Eastbourne Gazette
- Type: Weekly newspaper
- Format: Tabloid
- Owner(s): Beckett Newspapers
- Publisher: Johnston Press
- Editor: Peter Austin (journalist)
- Founded: 1859
- Language: English
- Headquarters: Beckett House, 1 Commercial Road, Eastbourne, East Sussex BN21 3XQ.
- Website: http://www.eastbournegazette.co.uk (Link is dead)

= Eastbourne Gazette =

Newspaper

The Eastbourne Gazette, commonly known as just The Gazette, was a weekly tabloid newspaper, printed on Wednesdays and published from 1859 to 2016 in Eastbourne, England.

==History==
The Gazette was the town's first newspaper. Later, the paper was edited and created by Beckett Newspapers, based in Eastbourne, and printed by Johnston Press at their headquarters in Hilsea, Portsmouth. Aleister Crowley once edited a chess column for the paper.

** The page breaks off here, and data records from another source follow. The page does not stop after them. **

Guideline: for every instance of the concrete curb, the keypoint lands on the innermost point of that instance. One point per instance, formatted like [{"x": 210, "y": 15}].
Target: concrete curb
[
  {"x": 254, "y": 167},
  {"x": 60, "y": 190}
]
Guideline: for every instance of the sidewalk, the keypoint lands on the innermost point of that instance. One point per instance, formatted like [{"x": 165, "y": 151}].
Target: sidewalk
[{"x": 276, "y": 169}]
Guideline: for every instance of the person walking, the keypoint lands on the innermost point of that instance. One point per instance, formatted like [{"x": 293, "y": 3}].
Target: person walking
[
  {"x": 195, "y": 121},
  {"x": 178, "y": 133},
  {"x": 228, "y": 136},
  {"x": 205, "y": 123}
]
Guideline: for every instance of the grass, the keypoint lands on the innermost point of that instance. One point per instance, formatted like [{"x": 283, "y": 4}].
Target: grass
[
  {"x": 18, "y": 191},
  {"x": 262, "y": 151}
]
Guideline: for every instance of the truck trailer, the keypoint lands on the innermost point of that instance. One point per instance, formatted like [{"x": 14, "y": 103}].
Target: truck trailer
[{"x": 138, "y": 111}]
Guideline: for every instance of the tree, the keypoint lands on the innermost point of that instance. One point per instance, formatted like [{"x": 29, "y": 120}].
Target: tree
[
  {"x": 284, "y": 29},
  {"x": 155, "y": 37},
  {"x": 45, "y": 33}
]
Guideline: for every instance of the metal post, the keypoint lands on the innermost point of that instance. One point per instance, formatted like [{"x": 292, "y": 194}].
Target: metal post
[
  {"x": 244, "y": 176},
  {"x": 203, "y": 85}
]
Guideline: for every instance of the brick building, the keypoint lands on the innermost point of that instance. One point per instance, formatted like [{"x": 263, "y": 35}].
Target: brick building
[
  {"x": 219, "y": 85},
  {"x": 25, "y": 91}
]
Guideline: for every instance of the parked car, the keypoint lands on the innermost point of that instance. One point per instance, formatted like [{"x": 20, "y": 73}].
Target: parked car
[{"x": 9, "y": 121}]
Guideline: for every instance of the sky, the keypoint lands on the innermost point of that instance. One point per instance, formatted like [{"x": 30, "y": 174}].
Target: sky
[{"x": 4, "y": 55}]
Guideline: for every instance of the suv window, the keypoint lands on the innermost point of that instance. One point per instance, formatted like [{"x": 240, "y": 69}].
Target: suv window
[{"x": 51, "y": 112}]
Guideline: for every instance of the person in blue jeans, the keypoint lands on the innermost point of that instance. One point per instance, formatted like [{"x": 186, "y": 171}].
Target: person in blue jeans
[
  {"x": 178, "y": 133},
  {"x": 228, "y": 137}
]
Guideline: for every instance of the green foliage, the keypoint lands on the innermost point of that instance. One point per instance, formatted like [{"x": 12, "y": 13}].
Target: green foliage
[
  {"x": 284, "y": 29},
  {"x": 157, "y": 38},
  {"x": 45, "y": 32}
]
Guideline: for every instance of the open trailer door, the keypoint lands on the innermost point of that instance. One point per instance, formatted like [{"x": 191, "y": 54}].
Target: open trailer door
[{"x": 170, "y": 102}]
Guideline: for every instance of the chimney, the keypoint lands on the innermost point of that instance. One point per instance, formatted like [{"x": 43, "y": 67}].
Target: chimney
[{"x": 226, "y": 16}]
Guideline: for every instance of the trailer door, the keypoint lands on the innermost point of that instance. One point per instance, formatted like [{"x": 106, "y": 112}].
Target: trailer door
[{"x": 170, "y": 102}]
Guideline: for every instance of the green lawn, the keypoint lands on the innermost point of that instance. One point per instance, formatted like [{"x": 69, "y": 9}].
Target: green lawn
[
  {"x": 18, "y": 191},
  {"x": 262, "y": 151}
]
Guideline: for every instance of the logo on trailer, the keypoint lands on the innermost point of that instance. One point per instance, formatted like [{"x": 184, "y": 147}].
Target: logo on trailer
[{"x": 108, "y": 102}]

From September 2015 until its closure it relaunched itself briefly as a free broadsheet.

==Sister newspaper==
The Gazette also had a sister newspaper, owned by Beckett Newspapers, called the Eastbourne Herald. The Herald is printed on a Friday and is more expensive than the Gazette. Eastbourne was one of the few remaining towns in the UK which had a midweek paid-for newspaper as well as an end-of-week title until the Gazette published its final issue in late 2016 and merged with the Herald.